Günther Smend joined the army as an officer cadet in 1932, and was deployed along with his unit, Infantry Regiment No. 18, in France and on the Eastern Front after the outbreak of the Second World War. In December 1942, Smend was ordered to the General Staff, and as of June 1943 he was adjutant to Army Chief of the General Staff, Colonel General Kurt Zeitzler. He was a lieutenant colonel on the General Staff, winner of the Iron Cross, first and second classes. He was awarded the German Cross in gold on 22 November 1941.

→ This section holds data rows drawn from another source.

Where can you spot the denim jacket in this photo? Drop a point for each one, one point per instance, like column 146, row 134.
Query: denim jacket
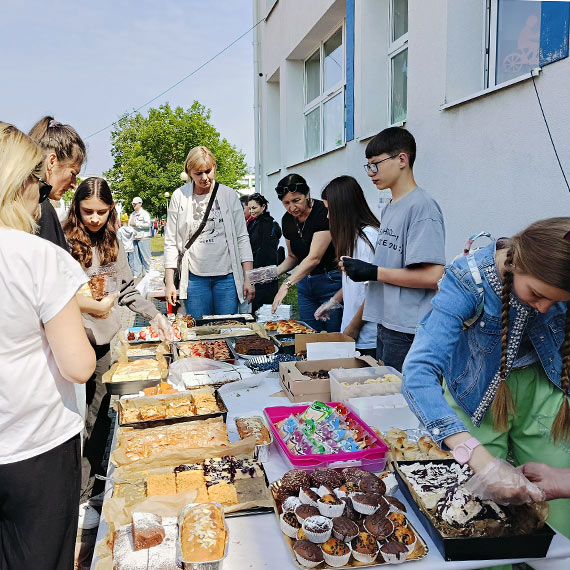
column 469, row 357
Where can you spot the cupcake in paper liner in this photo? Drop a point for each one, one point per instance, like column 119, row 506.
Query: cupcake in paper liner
column 307, row 553
column 405, row 536
column 365, row 548
column 366, row 504
column 394, row 552
column 289, row 524
column 344, row 529
column 290, row 503
column 347, row 489
column 318, row 529
column 303, row 512
column 336, row 552
column 330, row 506
column 308, row 496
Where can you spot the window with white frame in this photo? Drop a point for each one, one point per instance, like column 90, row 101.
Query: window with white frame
column 398, row 58
column 513, row 39
column 324, row 96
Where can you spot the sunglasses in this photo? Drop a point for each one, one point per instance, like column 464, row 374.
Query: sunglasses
column 45, row 188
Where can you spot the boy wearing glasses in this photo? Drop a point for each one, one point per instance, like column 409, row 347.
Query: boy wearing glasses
column 410, row 250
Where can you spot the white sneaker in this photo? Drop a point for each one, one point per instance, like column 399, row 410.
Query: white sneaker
column 88, row 517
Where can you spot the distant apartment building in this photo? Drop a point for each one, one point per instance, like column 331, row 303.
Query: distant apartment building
column 459, row 74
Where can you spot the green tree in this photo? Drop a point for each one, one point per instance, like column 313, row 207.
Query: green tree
column 149, row 153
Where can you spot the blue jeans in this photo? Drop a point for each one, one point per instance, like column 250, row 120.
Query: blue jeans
column 141, row 257
column 131, row 260
column 215, row 295
column 392, row 346
column 312, row 292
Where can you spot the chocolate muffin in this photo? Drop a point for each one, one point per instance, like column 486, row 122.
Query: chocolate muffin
column 326, row 476
column 365, row 543
column 305, row 511
column 344, row 529
column 349, row 511
column 378, row 526
column 396, row 503
column 371, row 484
column 308, row 551
column 353, row 474
column 294, row 479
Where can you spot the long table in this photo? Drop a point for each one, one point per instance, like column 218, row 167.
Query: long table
column 256, row 541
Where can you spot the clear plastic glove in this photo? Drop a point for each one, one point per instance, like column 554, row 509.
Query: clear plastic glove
column 262, row 274
column 323, row 313
column 502, row 483
column 161, row 325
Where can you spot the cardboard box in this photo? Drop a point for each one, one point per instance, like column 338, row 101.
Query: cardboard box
column 300, row 388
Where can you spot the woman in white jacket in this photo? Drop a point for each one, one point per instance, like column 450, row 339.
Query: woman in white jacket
column 213, row 278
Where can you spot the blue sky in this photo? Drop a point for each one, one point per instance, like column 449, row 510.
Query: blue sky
column 86, row 63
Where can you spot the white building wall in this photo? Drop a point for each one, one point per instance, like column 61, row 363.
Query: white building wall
column 488, row 161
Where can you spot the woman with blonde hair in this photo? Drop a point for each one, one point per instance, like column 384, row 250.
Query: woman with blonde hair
column 206, row 237
column 499, row 334
column 44, row 350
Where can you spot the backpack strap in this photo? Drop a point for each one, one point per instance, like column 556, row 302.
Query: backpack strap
column 476, row 274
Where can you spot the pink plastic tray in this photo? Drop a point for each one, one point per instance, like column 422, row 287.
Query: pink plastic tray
column 373, row 458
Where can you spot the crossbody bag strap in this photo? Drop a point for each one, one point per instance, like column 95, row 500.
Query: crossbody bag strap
column 202, row 225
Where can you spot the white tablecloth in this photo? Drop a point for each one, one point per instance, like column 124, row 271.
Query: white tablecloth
column 256, row 541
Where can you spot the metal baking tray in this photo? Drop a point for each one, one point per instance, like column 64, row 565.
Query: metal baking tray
column 223, row 412
column 420, row 550
column 231, row 360
column 533, row 545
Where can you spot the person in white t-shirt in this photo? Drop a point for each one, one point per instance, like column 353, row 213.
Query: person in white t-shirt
column 43, row 350
column 354, row 230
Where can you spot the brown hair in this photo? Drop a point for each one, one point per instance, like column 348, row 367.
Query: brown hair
column 60, row 139
column 80, row 239
column 349, row 214
column 542, row 252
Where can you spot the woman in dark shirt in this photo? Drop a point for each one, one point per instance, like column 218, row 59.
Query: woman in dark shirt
column 264, row 235
column 310, row 250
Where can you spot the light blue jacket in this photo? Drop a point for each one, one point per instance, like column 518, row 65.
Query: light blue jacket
column 469, row 357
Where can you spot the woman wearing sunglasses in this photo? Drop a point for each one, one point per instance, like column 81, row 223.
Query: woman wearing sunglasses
column 44, row 351
column 310, row 251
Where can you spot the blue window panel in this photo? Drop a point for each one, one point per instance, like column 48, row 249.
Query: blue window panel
column 553, row 31
column 349, row 95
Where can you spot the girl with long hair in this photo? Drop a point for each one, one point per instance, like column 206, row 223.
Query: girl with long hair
column 499, row 335
column 90, row 232
column 44, row 352
column 354, row 230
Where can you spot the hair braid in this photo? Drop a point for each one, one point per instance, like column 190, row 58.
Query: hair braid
column 503, row 403
column 561, row 426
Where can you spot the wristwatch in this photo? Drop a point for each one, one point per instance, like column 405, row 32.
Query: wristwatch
column 463, row 452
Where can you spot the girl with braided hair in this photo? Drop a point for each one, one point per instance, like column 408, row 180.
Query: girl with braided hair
column 498, row 336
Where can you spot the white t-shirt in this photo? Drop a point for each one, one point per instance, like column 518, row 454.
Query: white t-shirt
column 126, row 234
column 353, row 293
column 38, row 407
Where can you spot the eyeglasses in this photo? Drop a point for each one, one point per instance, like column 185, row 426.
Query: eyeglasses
column 282, row 190
column 45, row 188
column 372, row 167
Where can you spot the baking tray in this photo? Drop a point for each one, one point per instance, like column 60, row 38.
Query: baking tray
column 232, row 360
column 223, row 412
column 261, row 452
column 371, row 459
column 533, row 545
column 420, row 550
column 232, row 343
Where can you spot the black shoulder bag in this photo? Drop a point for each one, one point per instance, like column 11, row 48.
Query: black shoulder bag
column 194, row 236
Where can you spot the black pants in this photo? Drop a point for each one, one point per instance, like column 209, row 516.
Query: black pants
column 38, row 509
column 97, row 423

Smend began to work together with the military opposition against Hitler. He shared the plotters' worry that the war would lead to defeat owing to Hitler's incompetence. He tried to get his superior Zeitzler to participate in the plot, but to no avail. After the attempt to assassinate Hitler with a briefcase bomb at the Wolf's Lair in East Prussia on 20 July 1944 failed, Günther Smend was arrested on 1 August 1944 as a consequence of his failed attempt at winning Zeitzler's support. On 30 August 1944 he was sentenced to death by the Volksgerichtshof, with Roland Freisler presiding, as an accessory, and on 8 September 1944 he was hanged at Plötzensee Prison in Berlin.
In March 1939, he wed Renate von Cossel, whom he had met at a ball before the war. They had three children, despite long separations due to wartime service: Henriette, Rudolf and Axel.